家族を愛してやまぬ平凡な「おじいちゃん」が味わう日々の幸せライフを綴ってみました。

祭りに燃えた夜

2014年12月15日 00時04分00秒 | おれ流文芸
 祭りに燃えた夜

10月15日は、わがムラの秋祭りが例年通りに行われた。私が住む地区にある高峰神社の氏子となる、西畑、東畑、窪田、西谷西と東の5地区から、布団屋台と神輿が出て練り回る。それなりに伝統のある祭りだった。
 今年の祭りは、我が家にとっては、かなり趣きが違うものになった。小3の息子が屋台の乗り子として初舞台を踏んだのである。その屋台を担ぐ父親としては、嬉しさ照れが半分半分の複雑な境地だったが、息子の方は相当意気込んで本番を迎えるに至った。
「二人とも朝風呂で身を清めて出るのよ」
 抜かりなく私の両親から即席の知識を仕込んで来た妻にいわれるがままに、朝早く風呂を沸かして入った。いつもなら平気で一緒に風呂に入っている息子だが、新たな気持ちでの入浴となると、何となくこよばゆい気がした。

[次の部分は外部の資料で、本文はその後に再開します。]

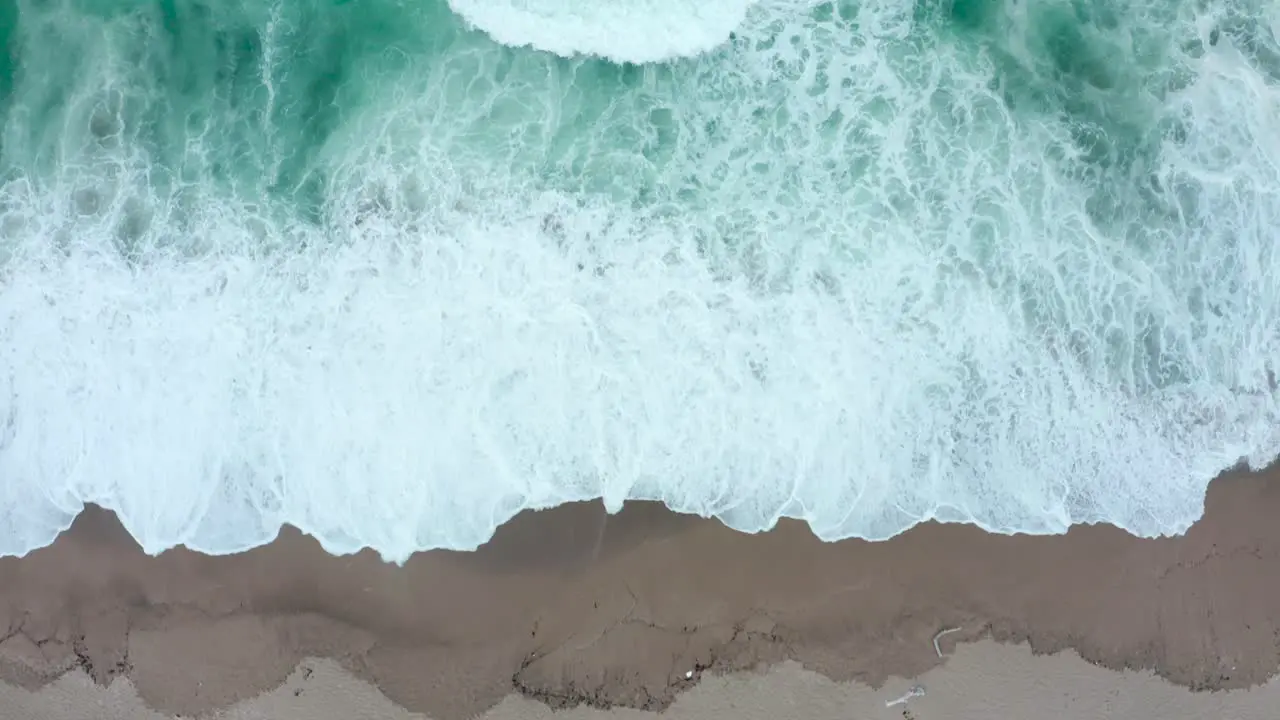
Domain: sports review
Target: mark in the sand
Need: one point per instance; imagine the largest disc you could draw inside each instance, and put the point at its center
(917, 691)
(947, 632)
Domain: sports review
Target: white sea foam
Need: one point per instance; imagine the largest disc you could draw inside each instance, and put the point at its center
(863, 292)
(625, 31)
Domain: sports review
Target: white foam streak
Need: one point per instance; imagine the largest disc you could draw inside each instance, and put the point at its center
(625, 31)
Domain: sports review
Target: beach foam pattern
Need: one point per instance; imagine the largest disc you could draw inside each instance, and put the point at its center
(360, 268)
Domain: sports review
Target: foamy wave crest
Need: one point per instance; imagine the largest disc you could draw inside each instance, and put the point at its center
(860, 269)
(624, 31)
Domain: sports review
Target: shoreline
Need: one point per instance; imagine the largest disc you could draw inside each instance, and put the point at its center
(979, 680)
(572, 606)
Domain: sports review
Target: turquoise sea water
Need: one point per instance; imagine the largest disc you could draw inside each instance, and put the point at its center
(392, 270)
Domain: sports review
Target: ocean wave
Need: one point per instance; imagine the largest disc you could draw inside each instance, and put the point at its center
(361, 269)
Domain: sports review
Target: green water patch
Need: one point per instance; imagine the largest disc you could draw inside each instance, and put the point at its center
(237, 96)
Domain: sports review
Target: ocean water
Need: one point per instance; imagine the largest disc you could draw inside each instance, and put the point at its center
(392, 270)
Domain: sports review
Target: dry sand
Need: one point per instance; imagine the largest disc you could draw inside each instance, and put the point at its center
(572, 607)
(982, 682)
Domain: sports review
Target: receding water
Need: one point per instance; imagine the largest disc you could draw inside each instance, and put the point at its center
(392, 270)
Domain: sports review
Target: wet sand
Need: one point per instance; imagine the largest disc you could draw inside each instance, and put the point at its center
(571, 607)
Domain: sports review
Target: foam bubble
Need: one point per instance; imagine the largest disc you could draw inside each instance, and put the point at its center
(868, 267)
(625, 31)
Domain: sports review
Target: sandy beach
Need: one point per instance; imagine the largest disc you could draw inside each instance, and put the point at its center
(653, 611)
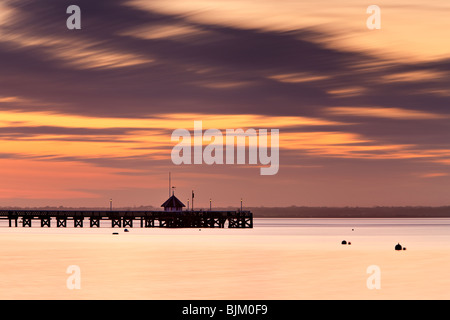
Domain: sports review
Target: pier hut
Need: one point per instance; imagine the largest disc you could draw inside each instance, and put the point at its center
(173, 204)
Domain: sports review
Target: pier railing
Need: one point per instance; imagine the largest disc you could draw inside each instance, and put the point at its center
(143, 219)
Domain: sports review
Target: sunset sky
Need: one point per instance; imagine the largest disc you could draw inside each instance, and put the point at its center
(87, 115)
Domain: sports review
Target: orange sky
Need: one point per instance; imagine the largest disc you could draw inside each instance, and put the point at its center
(87, 115)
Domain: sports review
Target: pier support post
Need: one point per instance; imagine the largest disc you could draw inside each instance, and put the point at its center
(116, 222)
(61, 222)
(94, 222)
(45, 222)
(78, 222)
(149, 222)
(26, 222)
(127, 222)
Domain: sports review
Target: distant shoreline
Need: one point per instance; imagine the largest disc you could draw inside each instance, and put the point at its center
(301, 212)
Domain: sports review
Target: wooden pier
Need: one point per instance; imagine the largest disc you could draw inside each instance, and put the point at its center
(128, 219)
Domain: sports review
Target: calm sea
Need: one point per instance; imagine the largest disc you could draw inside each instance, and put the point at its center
(277, 259)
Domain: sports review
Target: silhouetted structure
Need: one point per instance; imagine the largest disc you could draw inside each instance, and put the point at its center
(126, 219)
(173, 204)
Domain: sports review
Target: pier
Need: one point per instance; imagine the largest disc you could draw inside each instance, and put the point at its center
(128, 219)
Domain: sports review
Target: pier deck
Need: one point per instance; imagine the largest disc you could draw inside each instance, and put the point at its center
(129, 219)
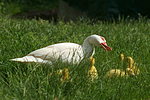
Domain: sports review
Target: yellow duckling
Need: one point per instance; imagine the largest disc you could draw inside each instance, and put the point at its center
(132, 66)
(112, 73)
(118, 72)
(63, 73)
(92, 72)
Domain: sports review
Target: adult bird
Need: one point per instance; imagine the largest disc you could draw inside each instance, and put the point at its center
(66, 52)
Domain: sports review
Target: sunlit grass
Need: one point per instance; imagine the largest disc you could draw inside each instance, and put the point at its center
(25, 81)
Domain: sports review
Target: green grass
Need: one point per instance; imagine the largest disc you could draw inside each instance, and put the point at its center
(24, 81)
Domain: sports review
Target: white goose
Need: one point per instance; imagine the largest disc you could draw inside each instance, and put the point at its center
(66, 52)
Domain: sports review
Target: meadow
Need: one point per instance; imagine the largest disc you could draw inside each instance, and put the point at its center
(21, 81)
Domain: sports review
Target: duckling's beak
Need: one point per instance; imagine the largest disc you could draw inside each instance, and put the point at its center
(105, 46)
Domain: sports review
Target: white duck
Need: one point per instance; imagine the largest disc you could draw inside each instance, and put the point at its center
(66, 52)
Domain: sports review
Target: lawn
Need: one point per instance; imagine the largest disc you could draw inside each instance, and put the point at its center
(20, 81)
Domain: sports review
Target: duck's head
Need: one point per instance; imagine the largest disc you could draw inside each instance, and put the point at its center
(92, 60)
(98, 41)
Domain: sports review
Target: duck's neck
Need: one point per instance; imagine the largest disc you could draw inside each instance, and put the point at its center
(88, 48)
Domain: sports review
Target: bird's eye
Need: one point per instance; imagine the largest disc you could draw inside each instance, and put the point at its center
(102, 38)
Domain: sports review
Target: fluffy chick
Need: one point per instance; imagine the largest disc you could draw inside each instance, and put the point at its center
(118, 72)
(132, 66)
(92, 72)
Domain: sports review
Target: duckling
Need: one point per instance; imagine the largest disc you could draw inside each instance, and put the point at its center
(132, 65)
(121, 57)
(118, 72)
(112, 73)
(92, 72)
(66, 76)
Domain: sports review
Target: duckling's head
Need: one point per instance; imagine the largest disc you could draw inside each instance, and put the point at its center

息子も少し緊張しているのか、言葉数がやけに少ないのがおかしかった。
 もともと、乗り子は少4からと決まっていたが、昨今の少子化傾向あおりを食った形で、息子は1年早く屋台に乗ることになった。太鼓蔵に一週間通い詰めた練習で、太鼓打ちは慣れただろう。子供は大人と違って覚えが早い。とはいえ本番は初めてなのだ。緊張するのも無理からぬ話である。
 昇り竜の絵柄の襦袢を着込んで兵児帯をキュッと締めると、不思議に気持ちも引き締まった。さあ、男衆を競う一日が始まるのだ。
 父親の心配をよそに息子は元気いっぱい屋台に乗り込み、太鼓を打った。4人一組のの乗り子が打つ太鼓のリズムは乱れを見せず豪快に響いた。息子の掛け声がはっきりと聞こえた。
 宮入と宮出に初乗りの息子の出番はなかったが、練り回す道程で都合4かいも、息子が乗っている屋台を父親が差し上げる幸運に恵まれた。
「ドン!」
「よーいやせ!」
「ドン!」
「よーいやせ!」
「ドン!」
「そら、よーいーとせ!」
 で、かき手が呼吸を合わせて勢いよく差し上げる。これこそ男ならばこその独壇場だった。
 しかも、息子が乗り手だと、やはり違うものだ。木の淹れ方が全然違う!乗りに乗っている。
「よいやさ、よいやさ」
「ドンドン!」 
 屋台を荒々しく前後に揺さぶる。祭りの醍醐味が、誰をも酔わせる。誰もがみんな火事場の馬鹿力を自然に剥き出していた。そこでは、もはや個人意識は無く、ムラの一員としての情熱を燃え上がらせる仲間の姿ばかりがあった。顔に表れた誇りと決意が映えて輝いていた。
 夜の9時頃に屋台を太鼓蔵に仕舞うと、蔵の前にシートを広げて無礼講の宴会が始まった。祭りを仕切る青年グループと私ら中年組や老年組が入り交じって酒を酌み交わした。乗り子もジュースの乾杯で仲間を気取った。 
 暗くなった帰り道、私と息子の話は面白いほど弾んだ。普段なら珍しい冗談口をたたき合う父親と息子だった。祭りでの燃焼は親子を初めて男同士と認め合わせるのに絶大な効果があったのだ。
 家に帰り着くと、私と息子はテーブルの上に並べられたご馳走が山盛りの皿に手を伸ばした。太鼓蔵の酒盛りでしこたま腹を満たしているが、気分の高揚はそんなものとは無関係だった。
「うまい!」
「うん、うまい!」
 息子と父親はパクついた巻き寿司を冗談にささげた。にやりと笑いを交わすと、親子の際限のない饗宴が始まった。祭りの仕上げは、こうでなくてならない。満足感に浸る私だった。